- Episode no.: Episode 144
- Directed by: Ronald Eastman; Rosemary Eastman;
- Written by: Jeffery Boswall
- Narrated by: Peter Scott
- Cinematography by: Ronald Eastman
- Editing by: Tom Poore
- Production code: BBC Natural History Unit
- Original air date: 1966

= The Private Life of the Kingfisher =

"The Private Life of the Kingfisher" is a 1966 television episode of the nature series Look, was the first BBC natural history film to be shown in colour.

Depicting a pair of common kingfishers at their underground nest on the River Test in Hampshire, England, it was filmed and directed by Ronald and Rosemary Eastman, (Ron doing the photography and Rosemary the sound), written and produced by Jeffery Boswall, and narrated by Peter Scott.

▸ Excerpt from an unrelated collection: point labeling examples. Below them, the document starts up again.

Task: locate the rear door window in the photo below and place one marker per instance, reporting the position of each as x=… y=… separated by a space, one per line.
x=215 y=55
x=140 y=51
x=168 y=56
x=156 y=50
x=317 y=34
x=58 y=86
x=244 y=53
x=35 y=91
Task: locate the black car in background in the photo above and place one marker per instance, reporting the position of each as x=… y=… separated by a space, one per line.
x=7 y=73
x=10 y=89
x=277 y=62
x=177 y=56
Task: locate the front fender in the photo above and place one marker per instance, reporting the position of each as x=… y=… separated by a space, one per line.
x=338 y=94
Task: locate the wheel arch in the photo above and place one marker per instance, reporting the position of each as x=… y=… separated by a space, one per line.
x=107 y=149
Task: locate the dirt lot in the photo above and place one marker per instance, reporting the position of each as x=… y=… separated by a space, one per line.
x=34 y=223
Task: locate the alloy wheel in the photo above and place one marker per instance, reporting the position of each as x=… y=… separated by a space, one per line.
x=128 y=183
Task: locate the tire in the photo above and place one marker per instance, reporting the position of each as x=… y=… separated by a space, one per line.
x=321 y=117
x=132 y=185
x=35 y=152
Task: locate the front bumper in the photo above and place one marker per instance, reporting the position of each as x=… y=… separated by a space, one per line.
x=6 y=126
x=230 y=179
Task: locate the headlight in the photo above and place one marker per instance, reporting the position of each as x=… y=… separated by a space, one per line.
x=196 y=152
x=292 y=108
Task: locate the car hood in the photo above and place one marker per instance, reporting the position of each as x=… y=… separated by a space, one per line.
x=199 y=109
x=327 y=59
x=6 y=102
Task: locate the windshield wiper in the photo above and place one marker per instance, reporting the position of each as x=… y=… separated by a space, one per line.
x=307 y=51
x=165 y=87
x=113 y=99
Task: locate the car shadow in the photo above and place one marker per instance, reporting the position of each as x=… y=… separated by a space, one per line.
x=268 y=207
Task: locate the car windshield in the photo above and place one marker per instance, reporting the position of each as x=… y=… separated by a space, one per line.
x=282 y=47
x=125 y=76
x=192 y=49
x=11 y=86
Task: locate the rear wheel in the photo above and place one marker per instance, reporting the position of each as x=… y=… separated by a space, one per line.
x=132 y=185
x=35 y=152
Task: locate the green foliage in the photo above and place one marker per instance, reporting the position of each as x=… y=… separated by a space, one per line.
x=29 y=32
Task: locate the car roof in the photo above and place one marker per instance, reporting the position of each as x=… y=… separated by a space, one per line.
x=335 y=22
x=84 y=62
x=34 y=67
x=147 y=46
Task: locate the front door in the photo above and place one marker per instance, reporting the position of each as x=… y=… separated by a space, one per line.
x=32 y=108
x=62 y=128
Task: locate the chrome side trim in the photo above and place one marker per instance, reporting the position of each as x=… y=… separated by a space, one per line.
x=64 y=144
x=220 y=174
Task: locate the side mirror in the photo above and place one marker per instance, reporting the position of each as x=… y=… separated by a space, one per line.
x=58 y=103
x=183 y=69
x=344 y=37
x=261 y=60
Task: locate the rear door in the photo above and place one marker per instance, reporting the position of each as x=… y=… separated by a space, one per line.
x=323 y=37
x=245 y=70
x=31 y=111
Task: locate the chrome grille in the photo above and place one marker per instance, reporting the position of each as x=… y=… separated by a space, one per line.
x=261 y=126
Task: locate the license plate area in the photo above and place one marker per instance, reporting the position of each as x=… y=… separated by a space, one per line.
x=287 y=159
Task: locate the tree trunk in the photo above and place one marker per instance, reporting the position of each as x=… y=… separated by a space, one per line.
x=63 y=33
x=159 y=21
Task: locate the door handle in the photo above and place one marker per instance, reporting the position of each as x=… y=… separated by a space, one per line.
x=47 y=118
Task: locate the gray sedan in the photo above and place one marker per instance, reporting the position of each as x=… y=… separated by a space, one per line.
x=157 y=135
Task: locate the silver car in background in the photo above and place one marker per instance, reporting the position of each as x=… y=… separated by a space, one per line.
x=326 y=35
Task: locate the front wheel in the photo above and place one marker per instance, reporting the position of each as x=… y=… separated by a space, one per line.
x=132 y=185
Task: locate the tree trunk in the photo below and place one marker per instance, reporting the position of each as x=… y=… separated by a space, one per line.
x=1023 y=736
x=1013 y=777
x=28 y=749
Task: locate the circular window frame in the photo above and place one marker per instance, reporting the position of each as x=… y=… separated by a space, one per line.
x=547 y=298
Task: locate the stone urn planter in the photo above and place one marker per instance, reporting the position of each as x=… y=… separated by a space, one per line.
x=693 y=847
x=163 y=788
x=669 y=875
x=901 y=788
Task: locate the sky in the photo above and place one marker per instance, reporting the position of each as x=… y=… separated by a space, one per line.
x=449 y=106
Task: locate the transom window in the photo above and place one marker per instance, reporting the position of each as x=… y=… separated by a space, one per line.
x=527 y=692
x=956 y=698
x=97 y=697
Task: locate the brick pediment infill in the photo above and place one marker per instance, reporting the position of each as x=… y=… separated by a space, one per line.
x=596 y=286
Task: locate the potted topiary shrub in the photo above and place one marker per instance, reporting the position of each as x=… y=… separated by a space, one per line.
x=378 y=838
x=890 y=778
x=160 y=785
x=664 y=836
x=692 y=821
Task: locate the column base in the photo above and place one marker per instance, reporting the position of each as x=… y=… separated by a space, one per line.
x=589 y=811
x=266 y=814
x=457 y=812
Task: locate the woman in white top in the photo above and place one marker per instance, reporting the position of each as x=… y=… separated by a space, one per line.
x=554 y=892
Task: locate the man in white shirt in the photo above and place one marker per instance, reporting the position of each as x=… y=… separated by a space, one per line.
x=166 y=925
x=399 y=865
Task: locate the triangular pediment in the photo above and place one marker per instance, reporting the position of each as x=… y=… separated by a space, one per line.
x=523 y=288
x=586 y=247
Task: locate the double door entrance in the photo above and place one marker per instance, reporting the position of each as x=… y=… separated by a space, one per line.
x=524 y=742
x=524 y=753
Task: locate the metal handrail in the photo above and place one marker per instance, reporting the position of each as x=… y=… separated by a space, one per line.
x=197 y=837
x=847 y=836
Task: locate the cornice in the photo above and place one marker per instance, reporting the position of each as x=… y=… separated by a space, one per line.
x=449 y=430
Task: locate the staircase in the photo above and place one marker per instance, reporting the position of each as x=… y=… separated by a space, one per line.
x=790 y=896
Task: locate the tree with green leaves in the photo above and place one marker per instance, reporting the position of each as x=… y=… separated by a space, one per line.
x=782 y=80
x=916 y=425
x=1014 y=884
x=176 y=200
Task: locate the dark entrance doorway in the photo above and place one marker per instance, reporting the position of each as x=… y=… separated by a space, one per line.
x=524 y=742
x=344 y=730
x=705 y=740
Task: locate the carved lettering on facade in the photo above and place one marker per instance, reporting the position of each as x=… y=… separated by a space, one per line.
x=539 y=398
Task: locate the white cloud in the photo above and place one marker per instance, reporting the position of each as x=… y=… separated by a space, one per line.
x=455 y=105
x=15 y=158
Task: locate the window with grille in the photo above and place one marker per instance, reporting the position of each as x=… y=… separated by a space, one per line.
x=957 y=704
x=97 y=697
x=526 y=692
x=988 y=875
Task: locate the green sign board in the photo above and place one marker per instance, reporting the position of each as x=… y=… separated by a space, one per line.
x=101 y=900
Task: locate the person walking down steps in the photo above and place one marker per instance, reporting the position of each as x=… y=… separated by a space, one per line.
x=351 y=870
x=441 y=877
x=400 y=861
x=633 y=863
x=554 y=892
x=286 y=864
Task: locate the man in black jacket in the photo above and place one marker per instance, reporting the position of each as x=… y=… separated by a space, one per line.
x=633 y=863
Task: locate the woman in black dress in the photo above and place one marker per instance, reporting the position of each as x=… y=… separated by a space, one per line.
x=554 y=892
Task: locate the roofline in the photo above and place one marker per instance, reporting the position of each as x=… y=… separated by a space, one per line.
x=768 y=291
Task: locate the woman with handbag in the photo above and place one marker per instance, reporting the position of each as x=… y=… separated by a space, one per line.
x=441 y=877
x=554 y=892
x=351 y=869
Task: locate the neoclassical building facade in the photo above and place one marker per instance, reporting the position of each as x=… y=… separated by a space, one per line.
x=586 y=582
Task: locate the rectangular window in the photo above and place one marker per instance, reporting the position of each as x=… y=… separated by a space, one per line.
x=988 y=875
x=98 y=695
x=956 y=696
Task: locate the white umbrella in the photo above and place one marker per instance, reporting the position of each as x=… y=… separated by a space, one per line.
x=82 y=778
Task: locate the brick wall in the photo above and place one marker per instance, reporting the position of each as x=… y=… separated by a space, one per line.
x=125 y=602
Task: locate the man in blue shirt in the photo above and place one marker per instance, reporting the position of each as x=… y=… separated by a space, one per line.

The Eastmans originally submitted footage as an amateur contribution, but were commissioned by the BBC Natural History Unit to re-film it on a professional basis. The film proved so popular, that it was repeated eight times. It won the silver medal at the 1967 Moscow Film Festival.

Boswall subsequently commissioned a full series of similar Private Life of... films. Rosemary Eastman wrote about making the film in her 1969 book, The Kingfisher.

In 2012, the Eastman's daughter, Liz Bayliss, was interviewed about the film, on the BBC's Countryfile.